Additionally, the extent of resection or disconnection of the uncinate fasciculus appears to influence outcome, implying that surgical planning that accounts for individual tract pathology may improve seizure control for some patients.

Although further validation and prospective testing are needed before routine clinical application, these results support the development of DTI-based prognostic imaging markers to guide surgical decision-making and patient counseling.

About this neurology research article

Source: Simon Wood — University of Liverpool
Image credit: Keller et al./Brain
Original research: Full open access article published in Brain titled “Preoperative automated fibre quantification predicts postoperative seizure outcome in temporal lobe epilepsy” by Simon S. Keller et al. (published online November 15, 2016, doi:10.1093/brain/aww280).


Abstract (summary)

Approximately half of patients with pharmacoresistant temporal lobe epilepsy are not rendered seizure-free by standard anterior temporal lobe surgery. The causes are likely multifactorial and not fully understood. This study used diffusion tensor imaging and automated fibre quantification to assess preoperative microstructural properties of temporal lobe white matter tracts involved in seizure generation and propagation. In 43 patients with mesial TLE and hippocampal sclerosis and 44 controls, the fimbria‑fornix, parahippocampal bundle and uncinate fasciculus were reconstructed and sampled along their length.

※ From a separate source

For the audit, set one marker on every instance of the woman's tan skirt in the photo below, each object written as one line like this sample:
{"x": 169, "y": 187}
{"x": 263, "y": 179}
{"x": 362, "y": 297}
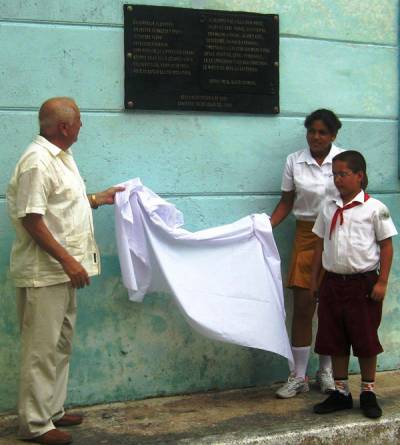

Both seizure-free and non–seizure-free patient groups showed significant abnormalities in the uncinate bilaterally, the ipsilateral parahippocampal bundle, and the ipsilateral fimbria‑fornix. Only patients with persistent postoperative seizures demonstrated additional pathology in the ipsilateral dorsal fornix and contralateral parahippocampal bundle—regions outside standard resection margins. Diffusion metrics from these regions classified individual outcomes with high sensitivity (84%) and specificity (89%). The extent of uncinate resection was greater in seizure-free patients, suggesting that incomplete disconnection of anterior temporal networks may contribute to persistent seizures. These imaging signatures have potential as prognostic markers and shed light on network-level reasons for continued postoperative seizures.